HAND ON THE HEART, TANK TOWARD THE KINDERGARTEN
- angelogeorge988
- Apr 14
- 3 min read
Putin is a monster—but not just any monster. If he were a character in a fairy tale, even the most fearsome dragons would cast him aside. He does not seek peace unless it comes wrapped in a tank, accompanied by clear instructions: pull the trigger first, talk later. What he wants is all of Ukraine—served whole, with pickles on the side, and perhaps a garnish of global fear. Empathy? A foreign word, likely listed under “ideological enemies” in his personal dictionary. Children, the elderly, ordinary people defending their homeland? Merely logistical obstacles at best—unforeseen delays in the march toward imperial glory. If he could bulldoze through them—literally—he’d complain only that the blade dulled too quickly. In his mind, maps are playground sketches and borders are suggestions, awaiting correction by missile.

And when it comes to “peace negotiations,” he seems to mistake them for commercial breaks between bombardments. The ultimate irony? He sees himself as the savior of the Russian world, yet the only thing he appears to rescue is his own reflection each morning—whispering, “They all love me. Don’t they?” You want to laugh, but the laugh sticks bitterly in your throat. Every time “peace talks” are mentioned, Putin hears “temporary license to reload.” The ink is barely dry on a diplomatic communiqué when another city is shelled—an indulgence, a dessert after a “strategic conversation.” Civilians dying? Unfortunate, but irrelevant. Human lives are for him like pieces from a cheap chessboard—sacrificable, propagandistic, disposable in his grand design to restore empire.

I can’t shake the grotesque, almost surreal image of the U.S. president’s special envoy—one Steven Witkoff, a name that until recently belonged more to a luxury real estate brochure than a world-in-flames emissary of peace. He approaches Putin and, like a poorly directed film, places his hand on his heart—a gesture meant to appear solemn, but which instead resembles a pathetic bow before a dictator with blood under his fingernails. An involuntary tribute to death. Then, the farcical climax: the handshake. Warm, firm, elegant. A hand extended to a man who, at the same moment, presses the trigger of history like a bored child tapping a joystick. Behind that diplomatic theatre, children die beneath rubble, mothers clutch their babies in freezing bunkers, fathers never return from the improvised frontlines of survival. And I ask, without hope of an answer anytime soon: how many more must die? Donald Trump, with his unmistakable style of negotiation—convinced that every problem yields to flattery and a crushing handshake—may genuinely wish for peace.
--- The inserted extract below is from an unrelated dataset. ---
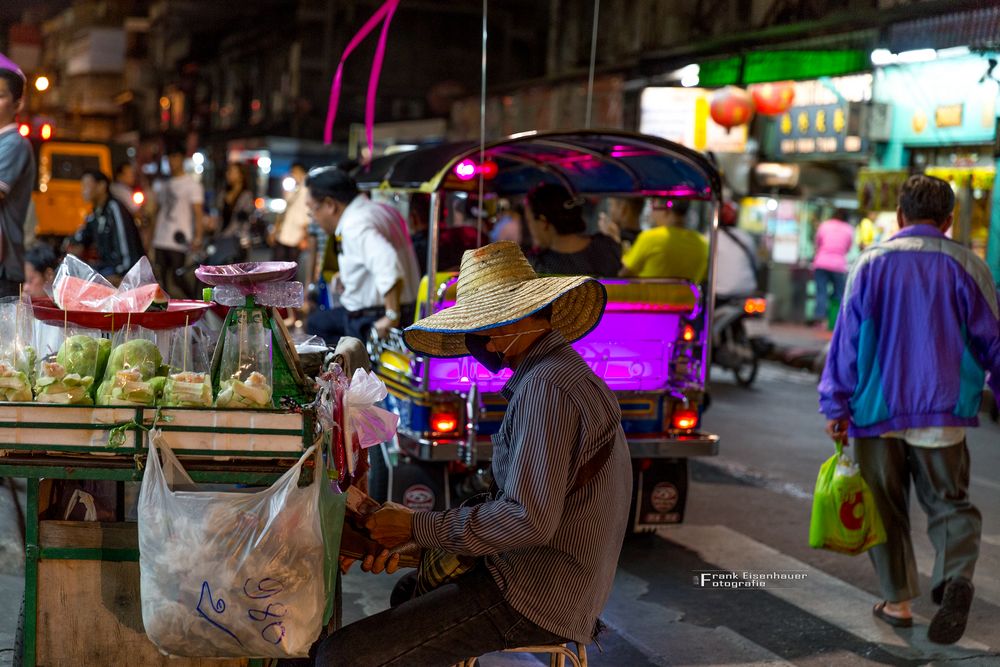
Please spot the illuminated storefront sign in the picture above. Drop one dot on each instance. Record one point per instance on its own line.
(826, 119)
(682, 115)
But he’s dealing with a man who confuses diplomacy with a sadistic military exercise. Trump imagines himself a Nixon in Moscow, yet instead of vodka and toasts, he’s met with drones and missile fire. And so the inevitable looms: unless he soon removes the velvet glove—or at least delivers a diplomatic slap in the form of serious sanctions—he risks becoming a willing extra in the dark pageant of a serial killer. At some point, passivity ceases to be a strategy. It becomes complicity with genocide. Perhaps at the next “peace negotiation,” Putin will arrive with a new map—Ukraine already erased. Smiling, with a finger poised above a button. How many cities must be flattened, how many children pulled from rubble with bare hands, before Trump understands: you do not negotiate with madness. You do not stroke the beast and hope it purrs. Sooner or later, he must abandon the absurd dance between neutrality and cowardice, and show what he always promises to possess: strength. Otherwise, history will not remember him as the peacemaker who tamed a tyrant, but as the man who offered a polite handshake while Europe bled.

Just like in Gaza, where each day brings a new list of dead children, and “political actors” perform long, exhausting, absurd plays on the stage of negotiation. While they debate resolutions, amendments, and diplomatic subtexts, mothers search through rubble for their children. Only the weeping can still be heard—rational voices drowned by the thunder of rockets. This must stop. Not tomorrow. Not after another round of sterile talks. Now. No compromises. No hesitation wrapped in bureaucratic language. First, the children—saved, fed, sent to school. Let them learn poetry, not missile trajectories. Let them love, not hate. Let them simply be what they are: children. Only then—only then—may the adults, those architects of destruction and tie-clad ministers of death, be allowed to talk. In silence, if possible. Or with headphones, in soundproof rooms—far from schools, hospitals, and marketplaces. But always peacefully. Otherwise, we descend—without remorse—into a world where common sense is an urban legend and the law of the jungle returns in a tuxedo with simultaneous translation. There will be no order, no civilization—only a battlefield planet where children no longer grow. They fall. And instead of building the future, we will watch ourselves bury it.